Blue-green algae naturally occur in inland waters, estuaries and the sea – and they are important contributors to the biology of fresh and marine waters.
But where high levels of phosphorus combine with other factors experienced in the recent heatwave - like increased sunlight and temperature - the numbers of blue-green algae can rapidly increase. These are known as ‘blooms’.
Blooms can have a temporary negative effect on the appearance, quality and use of the water. They can produce toxins which can harm and be potentially fatal for wild animals, farm livestock and pets.
Precautionary signs have been placed at the site warning people against fishing, swimming or letting animals in the water while managers monitor the situation with the Environment Agency.
The most effective method for controlling the growth of algae is to reduce the overall levels of nutrients which support its growth, and the blooms are expected to naturally clear in the coming months.
A spokesperson for the City of London Corporation said:
“This is a natural process and we need to allow time for the algae at the lake to clear on its own. In the meantime it’s important that visitors and their pets do not enter the water.
“At the moment it is safest not to let your dog swim or drink in the lake. If they do come in contact with the water, wash them thoroughly with fresh water and dry them to prevent them grooming themselves and ingesting any potential algae.

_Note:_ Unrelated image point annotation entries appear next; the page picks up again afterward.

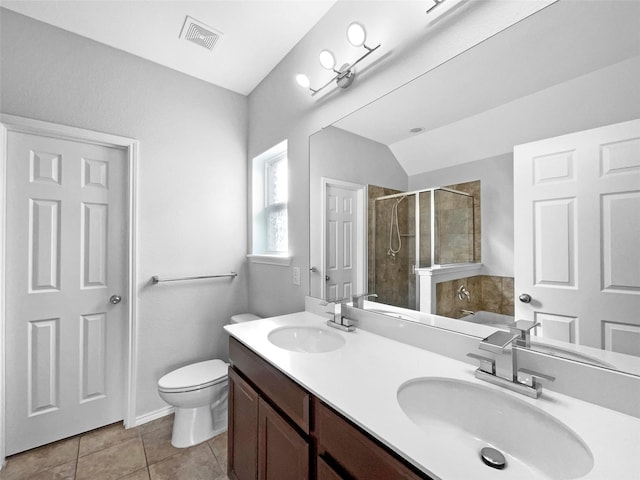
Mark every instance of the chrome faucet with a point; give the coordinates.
(336, 315)
(502, 368)
(358, 300)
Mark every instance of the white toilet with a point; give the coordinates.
(199, 394)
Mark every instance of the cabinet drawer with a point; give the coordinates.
(283, 392)
(353, 451)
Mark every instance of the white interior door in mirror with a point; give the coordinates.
(344, 239)
(66, 256)
(577, 231)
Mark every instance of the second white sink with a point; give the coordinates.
(306, 339)
(466, 417)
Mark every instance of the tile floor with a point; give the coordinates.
(113, 453)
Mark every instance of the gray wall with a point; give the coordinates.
(191, 181)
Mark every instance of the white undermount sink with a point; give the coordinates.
(306, 339)
(466, 417)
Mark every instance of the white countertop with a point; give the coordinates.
(361, 380)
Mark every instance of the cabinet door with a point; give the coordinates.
(243, 429)
(352, 452)
(283, 452)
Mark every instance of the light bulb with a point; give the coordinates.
(303, 80)
(356, 34)
(327, 60)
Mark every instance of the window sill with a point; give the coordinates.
(280, 260)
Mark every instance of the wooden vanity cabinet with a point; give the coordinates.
(268, 421)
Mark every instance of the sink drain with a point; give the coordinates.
(492, 457)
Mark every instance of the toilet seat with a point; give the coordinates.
(194, 377)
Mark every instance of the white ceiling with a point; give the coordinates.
(257, 34)
(472, 106)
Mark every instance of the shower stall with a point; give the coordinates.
(417, 230)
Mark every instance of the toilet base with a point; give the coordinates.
(192, 426)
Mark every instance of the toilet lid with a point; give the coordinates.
(195, 375)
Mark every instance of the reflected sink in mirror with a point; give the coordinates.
(471, 417)
(306, 339)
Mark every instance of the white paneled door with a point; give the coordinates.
(66, 278)
(577, 236)
(343, 251)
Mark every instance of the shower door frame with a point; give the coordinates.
(432, 206)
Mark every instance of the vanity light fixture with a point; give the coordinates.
(356, 35)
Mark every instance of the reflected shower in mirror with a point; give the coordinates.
(571, 67)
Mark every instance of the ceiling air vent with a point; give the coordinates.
(199, 33)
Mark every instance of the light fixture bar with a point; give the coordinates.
(346, 71)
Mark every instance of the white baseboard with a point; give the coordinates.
(148, 417)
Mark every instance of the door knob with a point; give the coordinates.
(525, 298)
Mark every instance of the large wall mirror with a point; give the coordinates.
(424, 180)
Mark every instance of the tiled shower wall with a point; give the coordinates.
(488, 293)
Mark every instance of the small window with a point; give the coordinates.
(270, 201)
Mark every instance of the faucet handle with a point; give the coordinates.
(487, 364)
(524, 326)
(530, 378)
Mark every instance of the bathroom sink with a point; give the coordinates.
(306, 339)
(466, 417)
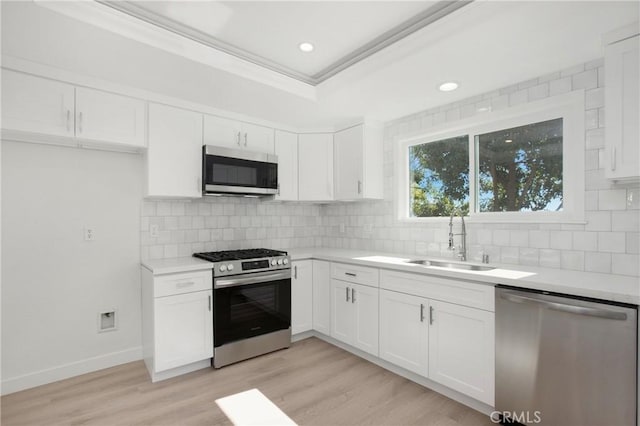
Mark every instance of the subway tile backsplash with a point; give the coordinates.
(609, 242)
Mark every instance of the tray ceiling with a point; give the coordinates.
(268, 33)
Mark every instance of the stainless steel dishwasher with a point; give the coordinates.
(564, 360)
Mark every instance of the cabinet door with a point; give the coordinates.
(404, 331)
(111, 118)
(342, 320)
(220, 131)
(37, 105)
(348, 163)
(622, 98)
(183, 329)
(301, 296)
(257, 138)
(174, 157)
(315, 167)
(322, 296)
(286, 148)
(365, 330)
(461, 350)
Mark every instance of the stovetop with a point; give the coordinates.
(235, 262)
(227, 255)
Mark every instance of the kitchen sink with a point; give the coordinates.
(451, 265)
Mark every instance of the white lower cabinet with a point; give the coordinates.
(301, 296)
(354, 315)
(322, 296)
(404, 331)
(461, 349)
(177, 322)
(184, 329)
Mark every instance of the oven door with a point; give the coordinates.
(231, 171)
(250, 305)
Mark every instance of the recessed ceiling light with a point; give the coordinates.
(448, 86)
(306, 47)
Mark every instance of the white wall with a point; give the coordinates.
(53, 282)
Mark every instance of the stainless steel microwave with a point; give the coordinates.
(228, 171)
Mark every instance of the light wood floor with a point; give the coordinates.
(313, 382)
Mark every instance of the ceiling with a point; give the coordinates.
(268, 33)
(484, 45)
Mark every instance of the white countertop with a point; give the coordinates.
(615, 288)
(177, 264)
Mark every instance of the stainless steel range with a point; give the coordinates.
(252, 303)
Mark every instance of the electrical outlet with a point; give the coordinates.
(89, 233)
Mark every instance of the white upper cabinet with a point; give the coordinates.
(286, 148)
(315, 167)
(622, 96)
(174, 156)
(358, 163)
(228, 133)
(38, 105)
(111, 118)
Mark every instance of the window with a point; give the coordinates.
(520, 169)
(518, 165)
(439, 176)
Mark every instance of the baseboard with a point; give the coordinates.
(443, 390)
(73, 369)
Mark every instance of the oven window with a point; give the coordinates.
(251, 310)
(228, 171)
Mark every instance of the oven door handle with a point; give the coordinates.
(253, 279)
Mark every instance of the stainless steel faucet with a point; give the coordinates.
(462, 253)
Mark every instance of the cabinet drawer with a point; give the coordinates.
(355, 274)
(188, 282)
(447, 290)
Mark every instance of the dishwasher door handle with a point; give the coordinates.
(563, 307)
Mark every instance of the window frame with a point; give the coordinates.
(569, 107)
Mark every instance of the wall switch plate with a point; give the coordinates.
(89, 233)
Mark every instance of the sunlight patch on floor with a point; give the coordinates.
(252, 408)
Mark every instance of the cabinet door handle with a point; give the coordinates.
(613, 159)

If you are concerned, take your dog to a vet.
“If you come in to contact with blue-green algae, seek medical advice if you have any health effects.”
The City of London Corporation manages 18 major green spaces in London and south east England, including Epping Forest, Hampstead Heath, and over 200 smaller ones in the Square Mile.
They include important wildlife habitats, sites of scientific interest and national nature reserves and they are protected from being built on by special legislation.
These green spaces, most of which are charitable trusts, are funded by over £28million a year from the City Corporation, and are run at little or no cost to the communities that they serve.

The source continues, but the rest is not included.